Dias depois, o Décio chega, olha para todos, como sempre e anuncia:
“O Seu Fulano sarou, já está trabalhando na loja!” Todos se
apressaram em perguntar se descobriram o que ele tinha! Décio fez um
pouco de suspense e explicou: “O que ele teve ninguém sabe, só sabem
que apareceu uma velhinha na casa dele, receitou que fizessem um
chá de notas velhas, o chá foi feito, lógico que com notas de 1
cruzeiro, ele tomou o tal chá e sarou na hora!” Só o Décio Tavares,
com sua argúcia e criatividade poderia ter contado aquilo. Outra
vez, como eu era novo na cidade, ele sentou-se do meu lado, virou-se
para mim e perguntou: “Professor, o senhor já assistiu à peça
“Cristo no Rebolado”? Eu estranhei a pergunta e ele explicou: “Aqui
em Monte passou! Foi num circo que passou por aqui na Semana Santa.

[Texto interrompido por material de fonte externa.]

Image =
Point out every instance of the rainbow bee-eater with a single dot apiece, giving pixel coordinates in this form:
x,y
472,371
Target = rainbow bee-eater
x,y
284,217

Estavam representando a peça “Vida, paixão e morte de Jesus Cristo”,
quando fizeram intervalo e fecharam a cortina para pendurar o
“Cristo” na cruz; aí o artista pediu um cigarro, alguém lhe deu um
cigarro aceso e ele ficou fumando lá em cima na cruz. De repente
abriram a cortina sem avisar e o “Cristo” estava fumando. Agora,
imagina a cena, professor! “Jesus” crucificado, fumando!? O artista
tratou logo de cuspir o cigarro, só que o bendito caiu na “tanga”

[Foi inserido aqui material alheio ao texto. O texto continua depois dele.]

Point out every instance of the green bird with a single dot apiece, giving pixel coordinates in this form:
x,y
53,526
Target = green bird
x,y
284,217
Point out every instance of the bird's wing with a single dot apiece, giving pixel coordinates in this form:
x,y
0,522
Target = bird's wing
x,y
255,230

dele e começou a queimar as partes dele; o “Cristo” então começou a
rebolar para se livrar do cigarro. Estava criada a peça “Cristo no
Rebolado”. Os presentes confirmaram a história, que contada pelo
Décio, tornou-se uma pérola da literatura humorística. Nós perdemos
o Décio muito cedo, Deus o levou, provavelmente numa crise de
egoísmo, devia estar querendo alegrar a vida dos anjos.
Outros cidadãos
aprazivelenses eram notáveis como contadores ou causadores de
histórias incríveis, sempre enriquecidas pela criatividade dos
mesmos. Quem se lembra do contabilista Walter Ênumo? Era um deles!
Do Mineiro, sempre rodeado de ouvintes, quando contava piadas? Do
Noninho Maionchi quando falava da sua “bella Itália”? Do Geraldo
Berardo, um elenco de boas histórias? Do Chumbão, figura
inesquecível? Do próprio Padre Altamiro, uma riqueza de histórias?